Shurpa is a traditional Uzbek dish that is a hearty and flavorful spiced chicken and chickpea stew. This dish is perfect for warming up on a cold day and is packed with protein and aromatic spices.

Shurpa (spiced Chicken And Chickpea Stew)

Ingredients

  • 1 whole chicken, cut into pieces
  • 1 onion, chopped
  • 3 garlic cloves, minced
  • 1 can (15 oz) chickpeas, drained and rinsed
  • 2 carrots, sliced
  • 2 potatoes, diced
  • 1 bell pepper, chopped
  • 2 tomatoes, diced
  • 1 teaspoon ground cumin
  • 1 teaspoon paprika
  • 1 teaspoon ground coriander
  • 1 teaspoon salt
  • 1/2 teaspoon black pepper
  • 6 cups chicken broth
  • 2 tablespoons vegetable oil
  • 2 tablespoons chopped fresh cilantro, for garnish

Instructions

  1. In a large pot, heat the vegetable oil over medium heat. Add the chopped onion and minced garlic, and cook until softened.
  2. Add the chicken pieces to the pot and brown on all sides.
  3. Stir in the ground cumin, paprika, ground coriander, salt, and black pepper.
  4. Pour in the chicken broth and bring to a boil. Reduce the heat and let it simmer for 30 minutes.
  5. Add the chickpeas, carrots, potatoes, bell pepper, and tomatoes to the pot.
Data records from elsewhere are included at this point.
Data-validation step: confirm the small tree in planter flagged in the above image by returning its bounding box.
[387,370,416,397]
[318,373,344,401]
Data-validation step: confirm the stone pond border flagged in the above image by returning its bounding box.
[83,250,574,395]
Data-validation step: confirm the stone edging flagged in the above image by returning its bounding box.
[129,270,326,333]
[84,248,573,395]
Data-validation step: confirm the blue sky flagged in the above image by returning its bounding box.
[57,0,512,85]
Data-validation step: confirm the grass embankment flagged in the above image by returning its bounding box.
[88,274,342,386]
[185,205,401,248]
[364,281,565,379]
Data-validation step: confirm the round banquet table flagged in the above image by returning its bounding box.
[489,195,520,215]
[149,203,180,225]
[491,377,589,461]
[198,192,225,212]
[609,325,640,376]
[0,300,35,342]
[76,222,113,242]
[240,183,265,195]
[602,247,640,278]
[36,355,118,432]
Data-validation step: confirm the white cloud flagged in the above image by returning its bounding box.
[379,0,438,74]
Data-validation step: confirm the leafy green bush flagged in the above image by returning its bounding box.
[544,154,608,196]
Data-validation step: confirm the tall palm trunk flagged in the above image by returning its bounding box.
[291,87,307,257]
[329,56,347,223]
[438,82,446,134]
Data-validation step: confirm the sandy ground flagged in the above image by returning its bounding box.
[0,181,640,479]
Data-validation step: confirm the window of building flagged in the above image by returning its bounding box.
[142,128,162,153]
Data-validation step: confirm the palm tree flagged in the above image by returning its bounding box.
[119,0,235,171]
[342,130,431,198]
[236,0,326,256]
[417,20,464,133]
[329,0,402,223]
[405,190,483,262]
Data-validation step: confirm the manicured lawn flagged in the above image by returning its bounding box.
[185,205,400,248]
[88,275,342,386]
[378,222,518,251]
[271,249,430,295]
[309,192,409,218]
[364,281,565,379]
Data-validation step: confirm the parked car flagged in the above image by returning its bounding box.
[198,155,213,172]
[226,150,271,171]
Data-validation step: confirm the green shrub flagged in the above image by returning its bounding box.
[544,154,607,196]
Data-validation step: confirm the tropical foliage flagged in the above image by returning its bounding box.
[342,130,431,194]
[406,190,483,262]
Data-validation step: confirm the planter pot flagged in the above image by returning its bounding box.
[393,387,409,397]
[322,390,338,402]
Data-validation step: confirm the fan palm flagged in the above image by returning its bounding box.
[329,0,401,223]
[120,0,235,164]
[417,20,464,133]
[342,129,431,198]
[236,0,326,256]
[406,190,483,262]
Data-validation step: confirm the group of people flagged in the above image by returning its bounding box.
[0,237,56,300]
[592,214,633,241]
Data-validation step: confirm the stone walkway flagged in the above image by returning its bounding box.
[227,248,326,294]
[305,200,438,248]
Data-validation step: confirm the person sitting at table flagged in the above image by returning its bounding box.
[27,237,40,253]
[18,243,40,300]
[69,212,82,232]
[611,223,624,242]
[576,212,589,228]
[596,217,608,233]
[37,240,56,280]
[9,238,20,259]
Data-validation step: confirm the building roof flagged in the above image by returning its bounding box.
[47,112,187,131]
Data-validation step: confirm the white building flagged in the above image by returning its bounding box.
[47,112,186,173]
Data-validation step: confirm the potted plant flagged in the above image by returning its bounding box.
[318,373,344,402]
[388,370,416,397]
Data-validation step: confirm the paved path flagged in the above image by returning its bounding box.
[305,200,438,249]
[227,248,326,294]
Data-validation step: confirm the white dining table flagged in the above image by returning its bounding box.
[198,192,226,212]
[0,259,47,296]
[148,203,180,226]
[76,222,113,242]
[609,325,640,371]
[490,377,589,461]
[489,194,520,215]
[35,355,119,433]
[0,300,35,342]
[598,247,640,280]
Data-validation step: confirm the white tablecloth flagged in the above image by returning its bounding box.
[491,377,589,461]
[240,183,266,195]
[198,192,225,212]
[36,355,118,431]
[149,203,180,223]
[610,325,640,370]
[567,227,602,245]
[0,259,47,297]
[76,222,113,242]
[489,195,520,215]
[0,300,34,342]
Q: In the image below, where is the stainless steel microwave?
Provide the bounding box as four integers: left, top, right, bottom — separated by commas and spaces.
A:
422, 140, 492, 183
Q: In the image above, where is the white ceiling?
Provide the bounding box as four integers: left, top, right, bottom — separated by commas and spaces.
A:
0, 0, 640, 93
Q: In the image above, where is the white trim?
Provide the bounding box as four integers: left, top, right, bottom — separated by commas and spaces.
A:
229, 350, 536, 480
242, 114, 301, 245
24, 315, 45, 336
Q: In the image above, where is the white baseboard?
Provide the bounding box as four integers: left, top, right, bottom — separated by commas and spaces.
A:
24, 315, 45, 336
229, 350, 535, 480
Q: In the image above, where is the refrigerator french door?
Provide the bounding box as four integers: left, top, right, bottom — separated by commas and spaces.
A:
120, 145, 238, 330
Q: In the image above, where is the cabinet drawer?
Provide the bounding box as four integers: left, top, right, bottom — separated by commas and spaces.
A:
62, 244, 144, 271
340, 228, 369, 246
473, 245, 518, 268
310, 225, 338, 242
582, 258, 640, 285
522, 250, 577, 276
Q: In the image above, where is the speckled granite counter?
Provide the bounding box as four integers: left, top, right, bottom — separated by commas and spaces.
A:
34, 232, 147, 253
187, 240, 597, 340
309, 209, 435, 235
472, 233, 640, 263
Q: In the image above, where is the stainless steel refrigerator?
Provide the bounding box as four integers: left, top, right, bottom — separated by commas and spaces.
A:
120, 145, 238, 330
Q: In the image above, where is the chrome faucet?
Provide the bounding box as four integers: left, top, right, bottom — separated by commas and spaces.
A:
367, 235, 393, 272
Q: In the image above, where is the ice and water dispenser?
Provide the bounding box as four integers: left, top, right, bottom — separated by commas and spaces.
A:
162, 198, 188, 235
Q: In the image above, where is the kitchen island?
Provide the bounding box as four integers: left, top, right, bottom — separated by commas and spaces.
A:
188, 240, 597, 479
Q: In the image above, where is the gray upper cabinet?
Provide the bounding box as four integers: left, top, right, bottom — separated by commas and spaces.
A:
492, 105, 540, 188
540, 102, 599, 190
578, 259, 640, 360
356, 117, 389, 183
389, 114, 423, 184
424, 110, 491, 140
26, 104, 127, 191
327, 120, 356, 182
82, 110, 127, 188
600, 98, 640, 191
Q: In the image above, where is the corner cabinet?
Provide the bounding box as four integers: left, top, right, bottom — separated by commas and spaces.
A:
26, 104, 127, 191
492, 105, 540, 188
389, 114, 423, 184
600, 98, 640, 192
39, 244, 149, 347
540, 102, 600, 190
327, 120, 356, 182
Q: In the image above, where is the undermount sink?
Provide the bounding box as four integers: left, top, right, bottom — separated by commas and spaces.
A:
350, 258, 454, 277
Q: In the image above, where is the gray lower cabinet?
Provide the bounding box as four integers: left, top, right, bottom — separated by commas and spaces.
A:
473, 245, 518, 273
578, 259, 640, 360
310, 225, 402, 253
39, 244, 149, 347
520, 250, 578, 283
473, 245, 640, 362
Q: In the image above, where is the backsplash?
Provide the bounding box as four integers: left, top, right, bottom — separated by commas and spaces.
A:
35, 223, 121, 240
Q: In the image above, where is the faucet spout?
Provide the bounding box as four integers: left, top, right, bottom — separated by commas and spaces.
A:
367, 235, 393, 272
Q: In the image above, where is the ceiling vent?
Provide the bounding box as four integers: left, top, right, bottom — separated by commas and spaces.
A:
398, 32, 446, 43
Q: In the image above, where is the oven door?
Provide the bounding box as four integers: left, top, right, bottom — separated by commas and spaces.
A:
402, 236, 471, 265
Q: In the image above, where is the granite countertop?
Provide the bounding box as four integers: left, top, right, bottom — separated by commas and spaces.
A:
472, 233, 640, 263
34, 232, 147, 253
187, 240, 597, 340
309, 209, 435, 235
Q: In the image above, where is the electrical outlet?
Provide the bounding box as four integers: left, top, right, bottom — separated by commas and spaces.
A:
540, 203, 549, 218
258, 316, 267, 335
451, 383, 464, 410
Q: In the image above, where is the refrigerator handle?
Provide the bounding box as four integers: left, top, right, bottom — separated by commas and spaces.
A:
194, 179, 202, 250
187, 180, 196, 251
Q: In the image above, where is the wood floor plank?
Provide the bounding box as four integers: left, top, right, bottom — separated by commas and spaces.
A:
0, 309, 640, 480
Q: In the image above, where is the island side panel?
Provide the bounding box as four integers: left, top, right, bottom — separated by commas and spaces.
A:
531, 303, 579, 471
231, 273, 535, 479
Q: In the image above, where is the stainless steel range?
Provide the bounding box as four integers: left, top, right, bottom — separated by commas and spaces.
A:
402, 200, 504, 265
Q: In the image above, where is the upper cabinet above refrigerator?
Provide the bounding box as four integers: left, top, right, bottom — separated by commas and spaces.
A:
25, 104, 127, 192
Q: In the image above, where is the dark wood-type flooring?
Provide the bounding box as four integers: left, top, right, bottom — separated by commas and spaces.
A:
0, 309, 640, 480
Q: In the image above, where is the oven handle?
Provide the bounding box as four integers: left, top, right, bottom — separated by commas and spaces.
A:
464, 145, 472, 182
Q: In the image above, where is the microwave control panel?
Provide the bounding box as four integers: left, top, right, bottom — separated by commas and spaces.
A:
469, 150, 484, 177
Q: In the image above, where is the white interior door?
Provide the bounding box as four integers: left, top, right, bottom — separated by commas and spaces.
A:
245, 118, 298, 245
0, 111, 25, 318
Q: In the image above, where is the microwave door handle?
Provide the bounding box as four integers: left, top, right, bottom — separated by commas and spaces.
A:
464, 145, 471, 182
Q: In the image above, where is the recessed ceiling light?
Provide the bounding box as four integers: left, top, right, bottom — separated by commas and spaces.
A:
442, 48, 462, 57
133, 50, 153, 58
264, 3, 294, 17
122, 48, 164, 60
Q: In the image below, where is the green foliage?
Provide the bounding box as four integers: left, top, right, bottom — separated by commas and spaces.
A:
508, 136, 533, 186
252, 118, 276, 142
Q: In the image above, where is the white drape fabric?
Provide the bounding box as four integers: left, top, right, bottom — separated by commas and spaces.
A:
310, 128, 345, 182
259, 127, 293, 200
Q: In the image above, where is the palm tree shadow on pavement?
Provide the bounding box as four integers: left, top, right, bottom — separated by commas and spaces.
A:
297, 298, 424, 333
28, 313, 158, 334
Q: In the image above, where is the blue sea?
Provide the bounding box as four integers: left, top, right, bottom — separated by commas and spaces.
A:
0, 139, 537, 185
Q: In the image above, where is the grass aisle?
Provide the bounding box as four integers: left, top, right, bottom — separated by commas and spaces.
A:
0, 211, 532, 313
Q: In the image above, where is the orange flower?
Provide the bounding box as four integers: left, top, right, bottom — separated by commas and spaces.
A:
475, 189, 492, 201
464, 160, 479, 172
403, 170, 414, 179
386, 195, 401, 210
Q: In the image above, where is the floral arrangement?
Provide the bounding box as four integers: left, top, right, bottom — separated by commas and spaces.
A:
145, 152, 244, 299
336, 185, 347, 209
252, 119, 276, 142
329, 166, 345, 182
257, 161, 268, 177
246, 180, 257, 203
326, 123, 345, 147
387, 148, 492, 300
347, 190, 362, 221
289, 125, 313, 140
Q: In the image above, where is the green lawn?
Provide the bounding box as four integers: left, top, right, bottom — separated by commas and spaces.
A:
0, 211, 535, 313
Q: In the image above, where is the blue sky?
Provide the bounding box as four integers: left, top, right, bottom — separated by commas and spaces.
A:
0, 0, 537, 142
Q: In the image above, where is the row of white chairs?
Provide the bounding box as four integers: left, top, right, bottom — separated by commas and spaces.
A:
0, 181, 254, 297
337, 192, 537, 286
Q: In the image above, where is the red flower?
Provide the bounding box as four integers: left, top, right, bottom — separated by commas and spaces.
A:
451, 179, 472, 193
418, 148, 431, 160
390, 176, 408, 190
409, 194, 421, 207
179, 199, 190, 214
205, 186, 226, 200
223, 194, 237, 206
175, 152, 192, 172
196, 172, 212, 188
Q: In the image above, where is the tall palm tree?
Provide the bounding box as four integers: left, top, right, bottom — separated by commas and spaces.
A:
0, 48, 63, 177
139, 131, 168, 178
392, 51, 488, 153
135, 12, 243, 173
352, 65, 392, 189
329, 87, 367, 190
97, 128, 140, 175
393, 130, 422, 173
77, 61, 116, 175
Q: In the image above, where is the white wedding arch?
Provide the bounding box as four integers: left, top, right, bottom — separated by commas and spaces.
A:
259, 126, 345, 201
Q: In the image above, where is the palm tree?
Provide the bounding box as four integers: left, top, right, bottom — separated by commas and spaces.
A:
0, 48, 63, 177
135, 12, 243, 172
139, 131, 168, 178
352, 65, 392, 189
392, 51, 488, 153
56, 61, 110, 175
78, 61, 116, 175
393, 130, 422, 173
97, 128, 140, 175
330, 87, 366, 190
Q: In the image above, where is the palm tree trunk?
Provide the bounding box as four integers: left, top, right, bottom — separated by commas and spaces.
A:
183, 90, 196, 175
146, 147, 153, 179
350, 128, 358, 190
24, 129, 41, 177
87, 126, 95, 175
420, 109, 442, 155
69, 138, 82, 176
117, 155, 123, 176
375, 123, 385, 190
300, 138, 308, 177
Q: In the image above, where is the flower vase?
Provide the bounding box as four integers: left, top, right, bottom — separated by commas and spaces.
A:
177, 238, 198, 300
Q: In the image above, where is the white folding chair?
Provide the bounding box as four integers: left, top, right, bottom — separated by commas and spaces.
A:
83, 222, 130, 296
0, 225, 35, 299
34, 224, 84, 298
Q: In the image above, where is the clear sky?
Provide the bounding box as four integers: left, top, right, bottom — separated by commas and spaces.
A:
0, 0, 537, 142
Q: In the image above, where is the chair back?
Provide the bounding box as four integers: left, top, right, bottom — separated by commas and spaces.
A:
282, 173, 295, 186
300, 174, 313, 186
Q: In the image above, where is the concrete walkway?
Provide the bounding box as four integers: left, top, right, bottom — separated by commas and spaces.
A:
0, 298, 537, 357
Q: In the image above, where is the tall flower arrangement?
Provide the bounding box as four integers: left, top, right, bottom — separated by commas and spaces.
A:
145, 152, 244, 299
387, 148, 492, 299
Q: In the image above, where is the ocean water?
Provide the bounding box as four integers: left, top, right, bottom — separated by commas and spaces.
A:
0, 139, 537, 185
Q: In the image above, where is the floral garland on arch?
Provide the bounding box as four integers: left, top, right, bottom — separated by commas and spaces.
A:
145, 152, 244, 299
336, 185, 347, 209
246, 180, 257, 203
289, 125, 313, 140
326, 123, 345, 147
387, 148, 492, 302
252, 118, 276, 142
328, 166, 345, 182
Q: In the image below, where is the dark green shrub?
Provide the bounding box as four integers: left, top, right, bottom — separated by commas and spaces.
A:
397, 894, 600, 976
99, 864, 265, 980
Simmer for an additional 20 minutes, or until the vegetables are tender.
  6. Adjust the seasoning if needed and serve the shurpa hot, garnished with chopped fresh cilantro.

Cooking & Preparation

Preparation time:
15 minutes
Cooking time:
1 hour
Total time:
1 hour
Cooking method
Stovetop

Nutritional facts per 1 serving

Calories
350 per serving
Protein
25g
Carbohydrates
30g
Fat
15g

Supplies

Large pot Cutting board Knife Measuring spoons Can opener Stirring spoon

Tools

Large pot Cutting board Knife Measuring spoons Can opener Stirring spoon

Serving suggestions

Shurpa is best served with a side of crusty bread or over a bed of steamed rice.

Tips & tricks

For a richer flavor, you can use bone-in chicken pieces. Just be sure to remove the bones before serving.